Qual è la città nella quale vorresti ritornare a suonare u “chiovu”?
“Mi piacerebbe poter tornare da partecipante- e quindi da protagonista- al festival internazionale del Folklore di Drummondville in Canada, della cui città sono orgogliosamente cittadino onorario”.
Ha un futuro la musica popolare siciliana?
“Spero che ce l’abbia, se lo merita, ma bisogna trovare il veicolo giusto ed i talenti che la sappiano valorizzare smettendo di scimmiottare la musica inglese e americana”.
Qual’ era il limite di un gruppo folkloristico?
“Il limite di ogni attività sta sempre negli uomini che la svolgono, dalla loro capacità di saper dare alla musica folklorica ed alle tradizioni un futuro rileggendo il suo passato”.
Ma l’immagine della Sicilia del gruppo folkloristico non è l’immagine della Sicilia stereotipata della cartolina?
“Non lo so, dipende. Bisogna fare uno sforzo per trasmettere al pubblico lo spirito e l’orgoglio del suo popolo e del suo passato”.
Perché Agrigento non ha mai preso sul serio il turismo?
“Siamo nelle mani di gente incapace, convinta di essere in grado di saper fare tutto e non si accorge che basterebbe soltanto un poco di modestia, girarsi e vedere cosa e come altri popoli sono stati in grado di realizzare.

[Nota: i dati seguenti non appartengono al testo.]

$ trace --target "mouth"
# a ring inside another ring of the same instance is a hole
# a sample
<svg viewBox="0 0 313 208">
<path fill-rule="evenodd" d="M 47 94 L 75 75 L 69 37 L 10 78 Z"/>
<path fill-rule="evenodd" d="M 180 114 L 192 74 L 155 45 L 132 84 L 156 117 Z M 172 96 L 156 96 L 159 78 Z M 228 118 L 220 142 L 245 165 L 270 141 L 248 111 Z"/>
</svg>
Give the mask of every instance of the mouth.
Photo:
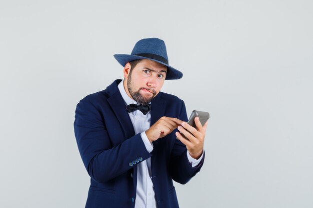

Noi della Valle dei Templi l’abbiamo visto e toccato con mano il giro per il mondo, il cambiamento. Abbiamo un tesoro che i governanti non hanno mai saputo valorizzare”.
Perché non si è fatto l’aeroporto nella città dei templi?
“L’aeroporto c’è soltanto sulla carta e c’è anche un progetto plastico della Provincia Regionale (costato chissà quanto), ma non si farà mai perché i politici hanno litigato per anni senza mettersi d’accordo se farlo a Piano Romano o vicino Sciacca- con il risultato che non si è fatto in nessun posto. E poi chi va a toccare e squilibrare i grandi interessi correlati agli aeroporti di Catania e Palermo?”
Sei uno degli autori di Punto Fermo. Qual è il tuo rapporto con i mezzi di comunicazione?
Il mio rapporto con i mezzi di comunicazione è nato agli inizi degli anni 90 quando con Mario Gaziano abbiamo ideato e condotto il settimanale punto Fermo. Ho smesso di frequentare Teleacras con l’aggravarsi dello stato di salute di mia moglie”.
Riavvolgendo il nastro della tua vita, rifaresti le cose che hai fatto?
“Si, è chiaro rifarei tutto quello che ho fatto. Non rinnego niente del mio passato. Con il senno del poi posso solo dire che alcune cose andavano fatte un pò prima, mentre per altre sarebbe più opportuno meditare un tantino in più”.
Quali sono i tuoi progetti per il futuro?
“Non ho grandi progetti per il futuro, sarebbe difficile alla mia età. Conto di vivere serenamente, di vedere crescere i miei nipotini ed accompagnarli con il cuore nel loro cammino. Continuare a percorrere la strada finchè la salute e chi decide queste cose me lo permetteranno, continuando a godere dell’affetto dei miei cari e dei pochi, ma veri ottimi Amici di cui la vita mi ha fatto dono”.